* Oil currencies fall as brent falls below $37
* Safe havens boosted on subdued risk appetite
* Fed policy meeting eyed
* Yuan weakens further after China launches trade-weighted index
By Jemima Kelly
LONDON, Dec 14 (Reuters) - Oil-rich Canada's dollar hit an 11-1/2-year trough against its U.S. counterpart on Monday as oil prices slid to seven-year lows, while the Swiss franc and yen were boosted as investors sought out safe havens.
As brent crude fell below $37 a barrel on growing fears that a global oil glut will worsen in the coming months, the Norwegian crown also fell around half a percent, reversing all its earlier gains. Norway relies on oil and gas for more than one fifth of its gross domestic product.

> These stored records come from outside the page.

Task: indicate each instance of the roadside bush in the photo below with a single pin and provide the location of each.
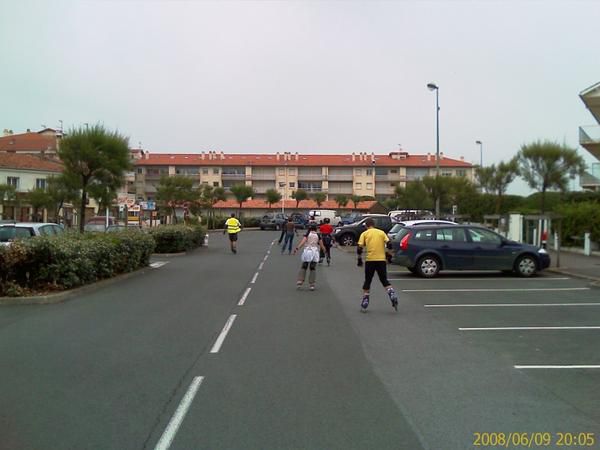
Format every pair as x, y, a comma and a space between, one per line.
70, 260
177, 238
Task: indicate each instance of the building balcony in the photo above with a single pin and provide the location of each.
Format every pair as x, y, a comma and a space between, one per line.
589, 138
340, 177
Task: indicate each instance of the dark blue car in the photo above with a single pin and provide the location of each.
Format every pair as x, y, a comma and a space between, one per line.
426, 250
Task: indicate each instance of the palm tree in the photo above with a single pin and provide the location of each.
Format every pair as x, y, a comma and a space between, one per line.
242, 192
548, 165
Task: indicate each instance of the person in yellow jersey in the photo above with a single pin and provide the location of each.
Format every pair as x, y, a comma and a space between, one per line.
374, 240
232, 228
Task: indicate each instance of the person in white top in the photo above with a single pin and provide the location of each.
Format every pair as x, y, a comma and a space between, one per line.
310, 256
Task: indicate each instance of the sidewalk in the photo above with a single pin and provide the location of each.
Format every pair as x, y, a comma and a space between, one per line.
576, 265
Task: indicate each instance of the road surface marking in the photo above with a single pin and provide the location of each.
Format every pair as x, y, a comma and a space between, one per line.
223, 335
529, 328
500, 305
577, 366
496, 290
243, 299
169, 434
412, 278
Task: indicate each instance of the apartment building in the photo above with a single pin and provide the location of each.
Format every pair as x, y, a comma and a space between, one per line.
364, 174
589, 137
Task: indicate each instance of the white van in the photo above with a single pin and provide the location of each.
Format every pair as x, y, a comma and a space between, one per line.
319, 214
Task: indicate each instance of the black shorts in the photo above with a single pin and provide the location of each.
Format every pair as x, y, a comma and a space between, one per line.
375, 266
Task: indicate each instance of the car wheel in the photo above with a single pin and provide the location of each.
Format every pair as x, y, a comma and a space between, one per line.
526, 266
428, 266
347, 240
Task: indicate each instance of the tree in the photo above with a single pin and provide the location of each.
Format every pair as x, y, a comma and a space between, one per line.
548, 165
210, 195
341, 200
175, 191
94, 157
299, 195
242, 192
273, 196
319, 198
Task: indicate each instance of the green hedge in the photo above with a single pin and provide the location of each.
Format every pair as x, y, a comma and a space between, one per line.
71, 260
177, 238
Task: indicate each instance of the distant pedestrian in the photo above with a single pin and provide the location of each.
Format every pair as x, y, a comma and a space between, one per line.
326, 231
289, 229
375, 241
232, 228
310, 256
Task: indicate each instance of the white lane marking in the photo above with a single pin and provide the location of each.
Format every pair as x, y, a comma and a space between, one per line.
244, 297
528, 328
169, 434
501, 305
223, 335
576, 366
496, 290
412, 278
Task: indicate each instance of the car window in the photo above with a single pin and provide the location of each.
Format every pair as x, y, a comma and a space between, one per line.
424, 235
23, 232
484, 236
451, 234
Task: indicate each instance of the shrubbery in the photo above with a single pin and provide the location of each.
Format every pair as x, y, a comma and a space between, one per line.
70, 260
177, 238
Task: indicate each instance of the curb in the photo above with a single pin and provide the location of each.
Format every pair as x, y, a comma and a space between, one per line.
62, 296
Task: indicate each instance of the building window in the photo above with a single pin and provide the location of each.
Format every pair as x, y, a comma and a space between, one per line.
13, 181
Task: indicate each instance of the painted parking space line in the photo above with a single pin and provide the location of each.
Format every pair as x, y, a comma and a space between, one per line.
502, 305
498, 290
576, 366
168, 435
244, 297
223, 334
427, 280
593, 327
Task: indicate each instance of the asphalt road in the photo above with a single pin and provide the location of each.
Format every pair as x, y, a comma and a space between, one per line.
116, 368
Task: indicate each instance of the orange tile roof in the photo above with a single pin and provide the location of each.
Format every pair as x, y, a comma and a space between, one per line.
27, 142
270, 159
29, 162
290, 204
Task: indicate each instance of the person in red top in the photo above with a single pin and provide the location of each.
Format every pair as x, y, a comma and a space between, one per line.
326, 231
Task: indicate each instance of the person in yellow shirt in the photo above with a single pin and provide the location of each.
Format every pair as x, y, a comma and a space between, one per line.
232, 227
375, 242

With stock prices falling as investors sold their riskier assets, the Swiss franc, traditionally bought at times of risk aversion, rose 0.3 percent to 1.0771 francs per euro, its strongest since Nov. 12. The yen rose 0.2 percent, trading at 120.74 yen against the dollar.
"Now that we are seeing a breakthrough of Friday's lows in the oil price and we're seeing a sharp acceleration of the fall, the market is getting nervous," said Commerzbank currency strategist Esther Reichelt, in Frankfurt.

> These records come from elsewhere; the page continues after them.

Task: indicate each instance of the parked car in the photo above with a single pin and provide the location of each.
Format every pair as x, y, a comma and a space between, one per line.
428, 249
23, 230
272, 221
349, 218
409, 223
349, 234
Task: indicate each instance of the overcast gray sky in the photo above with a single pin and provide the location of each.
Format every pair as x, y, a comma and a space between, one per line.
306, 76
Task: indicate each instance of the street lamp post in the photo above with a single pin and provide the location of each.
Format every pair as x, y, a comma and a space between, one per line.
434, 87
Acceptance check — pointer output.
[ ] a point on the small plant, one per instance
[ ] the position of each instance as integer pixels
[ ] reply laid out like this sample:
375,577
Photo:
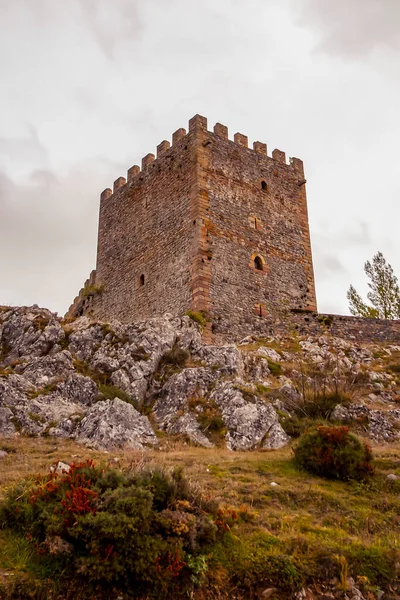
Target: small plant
343,572
144,530
274,367
44,391
198,317
325,320
176,357
334,453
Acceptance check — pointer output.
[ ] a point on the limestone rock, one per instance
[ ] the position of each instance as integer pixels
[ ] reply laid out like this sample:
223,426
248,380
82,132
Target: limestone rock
115,424
249,423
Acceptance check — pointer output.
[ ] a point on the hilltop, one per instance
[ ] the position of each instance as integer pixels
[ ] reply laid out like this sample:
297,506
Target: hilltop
152,394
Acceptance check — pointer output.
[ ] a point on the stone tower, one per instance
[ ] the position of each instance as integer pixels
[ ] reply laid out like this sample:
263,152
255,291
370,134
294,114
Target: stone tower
208,225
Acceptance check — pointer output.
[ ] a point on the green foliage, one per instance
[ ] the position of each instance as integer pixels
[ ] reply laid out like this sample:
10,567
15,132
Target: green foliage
296,426
255,566
334,453
142,530
321,404
384,294
44,391
175,357
199,317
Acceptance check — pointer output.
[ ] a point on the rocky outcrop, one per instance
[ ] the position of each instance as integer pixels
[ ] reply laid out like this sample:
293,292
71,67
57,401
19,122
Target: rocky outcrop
111,385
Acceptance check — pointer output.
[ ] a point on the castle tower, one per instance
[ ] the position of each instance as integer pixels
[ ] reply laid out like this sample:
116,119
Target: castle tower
208,225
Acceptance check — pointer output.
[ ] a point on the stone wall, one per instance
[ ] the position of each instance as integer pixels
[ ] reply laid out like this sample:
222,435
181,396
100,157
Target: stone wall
147,233
254,209
211,225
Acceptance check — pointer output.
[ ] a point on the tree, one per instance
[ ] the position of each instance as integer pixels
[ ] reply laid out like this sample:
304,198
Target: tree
384,294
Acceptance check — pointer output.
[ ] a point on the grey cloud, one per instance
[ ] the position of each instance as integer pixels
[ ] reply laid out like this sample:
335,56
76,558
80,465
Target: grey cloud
331,263
358,234
48,231
352,27
23,149
111,22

The Canadian dollar fell 0.2 percent to C$1.3780, its weakest since April 2004.
The fall in risk appetite also helped the euro, as investors who had held euro-funded carry positions, in which they borrow the euro in order to sell it and buy a higher-yielding, riskier currency, bought back the single currency. It traded flat on the day at $1.09785.

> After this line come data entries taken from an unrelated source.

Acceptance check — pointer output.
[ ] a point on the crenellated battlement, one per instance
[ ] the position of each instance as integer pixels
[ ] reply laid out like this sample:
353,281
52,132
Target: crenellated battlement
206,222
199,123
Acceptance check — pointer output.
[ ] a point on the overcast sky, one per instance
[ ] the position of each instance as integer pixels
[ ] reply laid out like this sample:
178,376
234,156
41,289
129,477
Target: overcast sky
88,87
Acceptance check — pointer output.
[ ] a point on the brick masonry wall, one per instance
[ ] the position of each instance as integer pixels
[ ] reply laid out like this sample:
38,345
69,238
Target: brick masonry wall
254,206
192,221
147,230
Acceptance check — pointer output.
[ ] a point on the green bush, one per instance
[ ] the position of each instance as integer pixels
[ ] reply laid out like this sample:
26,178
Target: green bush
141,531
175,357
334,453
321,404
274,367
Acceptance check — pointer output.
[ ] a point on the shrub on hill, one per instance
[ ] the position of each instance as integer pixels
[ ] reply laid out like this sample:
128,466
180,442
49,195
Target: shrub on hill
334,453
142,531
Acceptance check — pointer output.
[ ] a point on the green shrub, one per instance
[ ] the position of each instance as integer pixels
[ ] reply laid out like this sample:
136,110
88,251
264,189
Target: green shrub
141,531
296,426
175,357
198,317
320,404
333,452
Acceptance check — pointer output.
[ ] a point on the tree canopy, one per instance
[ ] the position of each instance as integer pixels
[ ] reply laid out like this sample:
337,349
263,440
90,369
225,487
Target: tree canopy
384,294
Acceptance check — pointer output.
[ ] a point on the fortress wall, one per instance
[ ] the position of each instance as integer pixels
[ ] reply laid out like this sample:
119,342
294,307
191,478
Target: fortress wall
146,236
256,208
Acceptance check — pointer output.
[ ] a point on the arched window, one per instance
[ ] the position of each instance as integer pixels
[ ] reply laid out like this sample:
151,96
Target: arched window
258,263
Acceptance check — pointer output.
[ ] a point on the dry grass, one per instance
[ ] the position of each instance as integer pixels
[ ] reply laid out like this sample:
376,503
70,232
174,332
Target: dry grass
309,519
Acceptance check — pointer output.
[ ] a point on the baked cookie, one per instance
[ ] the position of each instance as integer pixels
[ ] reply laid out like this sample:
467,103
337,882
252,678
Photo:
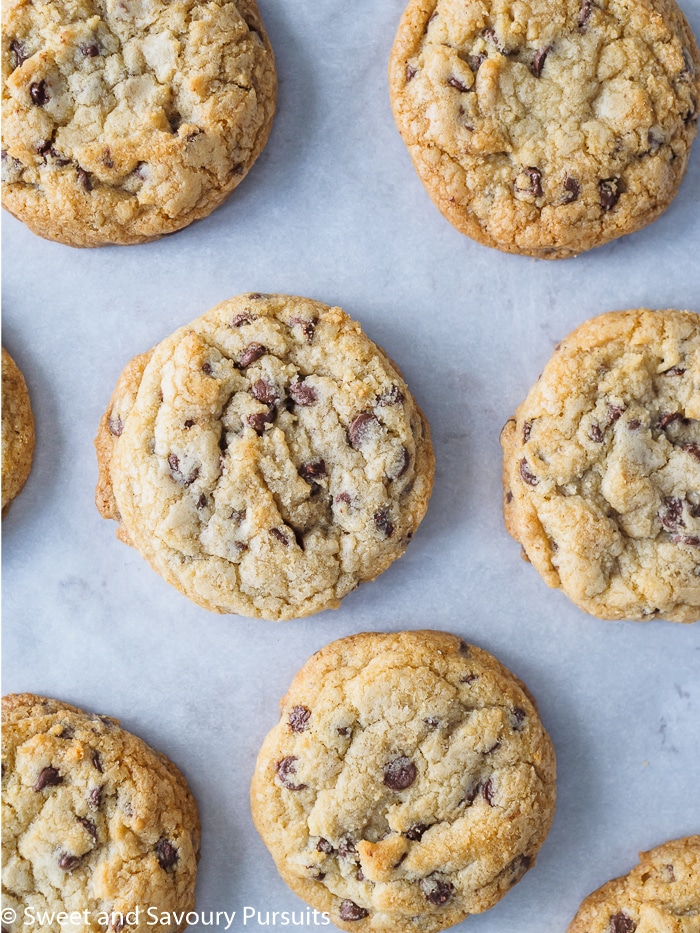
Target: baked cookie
123,121
660,895
266,459
17,431
408,784
94,821
551,126
601,467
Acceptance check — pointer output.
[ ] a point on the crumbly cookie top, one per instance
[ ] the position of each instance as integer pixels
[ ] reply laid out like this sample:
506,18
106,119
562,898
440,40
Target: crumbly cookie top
127,119
602,467
661,894
93,819
17,430
408,784
547,128
272,460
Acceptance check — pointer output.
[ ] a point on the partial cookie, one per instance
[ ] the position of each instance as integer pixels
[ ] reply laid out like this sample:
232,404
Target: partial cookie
266,459
546,127
17,431
126,121
408,784
94,820
601,467
660,895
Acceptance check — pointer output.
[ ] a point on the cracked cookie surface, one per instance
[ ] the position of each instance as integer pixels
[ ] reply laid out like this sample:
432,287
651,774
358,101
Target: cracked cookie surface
266,459
17,431
660,895
408,784
601,468
93,820
546,128
124,120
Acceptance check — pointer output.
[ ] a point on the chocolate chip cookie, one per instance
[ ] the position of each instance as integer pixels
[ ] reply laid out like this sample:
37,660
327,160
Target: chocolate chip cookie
660,895
408,784
547,127
266,459
124,120
601,467
94,821
17,431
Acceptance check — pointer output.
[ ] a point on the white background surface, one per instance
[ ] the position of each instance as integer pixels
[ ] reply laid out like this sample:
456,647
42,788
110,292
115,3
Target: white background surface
334,211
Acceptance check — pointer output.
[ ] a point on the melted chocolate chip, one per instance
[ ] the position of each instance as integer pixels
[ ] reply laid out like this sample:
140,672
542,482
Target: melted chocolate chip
166,853
299,718
400,773
526,473
48,777
39,93
360,427
349,910
303,394
285,768
251,353
609,190
436,892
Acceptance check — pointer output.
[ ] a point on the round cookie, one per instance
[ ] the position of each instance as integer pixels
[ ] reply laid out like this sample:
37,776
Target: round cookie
123,121
660,895
94,820
408,784
266,458
601,467
17,431
547,127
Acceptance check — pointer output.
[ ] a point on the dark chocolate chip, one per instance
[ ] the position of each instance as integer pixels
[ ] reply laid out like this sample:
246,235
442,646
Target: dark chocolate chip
285,767
303,394
436,892
48,777
299,718
166,853
526,473
251,353
383,522
400,773
349,910
609,190
39,93
360,427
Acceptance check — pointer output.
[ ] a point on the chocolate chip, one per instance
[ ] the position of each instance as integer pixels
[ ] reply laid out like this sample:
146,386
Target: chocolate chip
166,853
621,923
539,60
39,93
299,718
526,473
572,188
453,82
436,892
251,353
609,190
349,910
264,392
259,419
285,767
360,428
68,862
383,522
48,777
303,394
399,773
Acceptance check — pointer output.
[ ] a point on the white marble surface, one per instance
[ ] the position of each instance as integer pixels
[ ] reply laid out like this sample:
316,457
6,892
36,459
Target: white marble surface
333,210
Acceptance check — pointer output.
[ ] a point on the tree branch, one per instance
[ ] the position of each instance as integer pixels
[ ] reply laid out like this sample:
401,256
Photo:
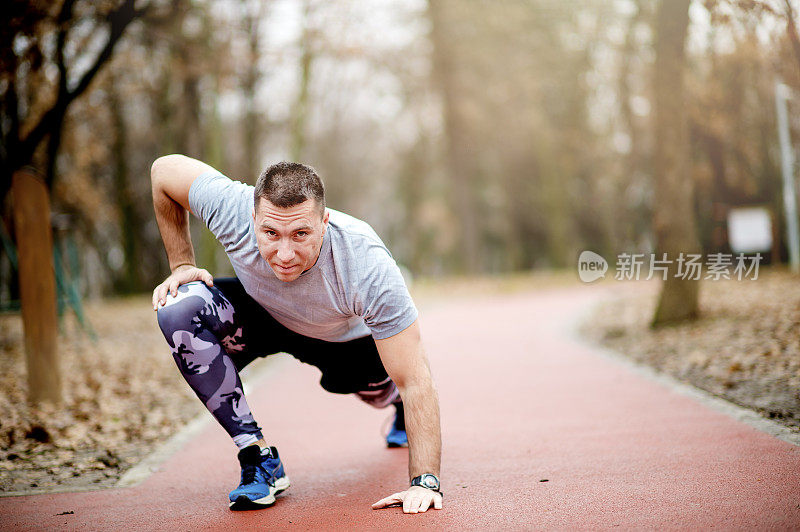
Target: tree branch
791,29
52,119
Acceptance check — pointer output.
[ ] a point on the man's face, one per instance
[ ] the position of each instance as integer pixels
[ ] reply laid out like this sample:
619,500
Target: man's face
289,238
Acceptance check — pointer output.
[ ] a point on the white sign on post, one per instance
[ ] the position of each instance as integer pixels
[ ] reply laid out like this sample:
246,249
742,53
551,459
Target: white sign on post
749,229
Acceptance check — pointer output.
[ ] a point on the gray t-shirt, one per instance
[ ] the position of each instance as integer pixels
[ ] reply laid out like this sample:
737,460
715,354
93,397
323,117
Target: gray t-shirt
355,288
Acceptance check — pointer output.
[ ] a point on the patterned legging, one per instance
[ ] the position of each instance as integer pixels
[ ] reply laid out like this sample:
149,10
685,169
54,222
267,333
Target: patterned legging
215,331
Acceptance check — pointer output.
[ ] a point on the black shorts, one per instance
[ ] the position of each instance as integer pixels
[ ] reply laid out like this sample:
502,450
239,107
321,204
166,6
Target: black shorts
347,367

The euro had earlier weakened to $1.0945 as investors braced for the first U.S. interest rate rise in almost a decade. The Federal Reserve's two-day policy meeting will conclude on Wednesday, with the key question being how quickly the Fed will try to normalise policy going forward.
RBC Capital Markets currency strategist Adam Cole, in London, said that investors were underestimating the pace of further interest rate rises. Markets are pricing in two hikes in 2016, whereas Cole expects four.
"I'd rather be long the dollar than short this week," he said. "We think that a rate hike is pretty much a foregone conclusion but the commentary that goes with it is likely to be slightly less dovish than some are expecting."
"This notion of a dovish hike is a little bit misguided, we think, and relative to those expectations (the Fed meeting) is likely to be dollar positive," he added.
Earlier, China's yuan hit a 4-1/2-year low in onshore trading after the country's central bank again lowered the yuan midpoint rate. That followed Friday's announcement of a new trade-weighted index, which some viewed as a green light for further devaluation of the currency.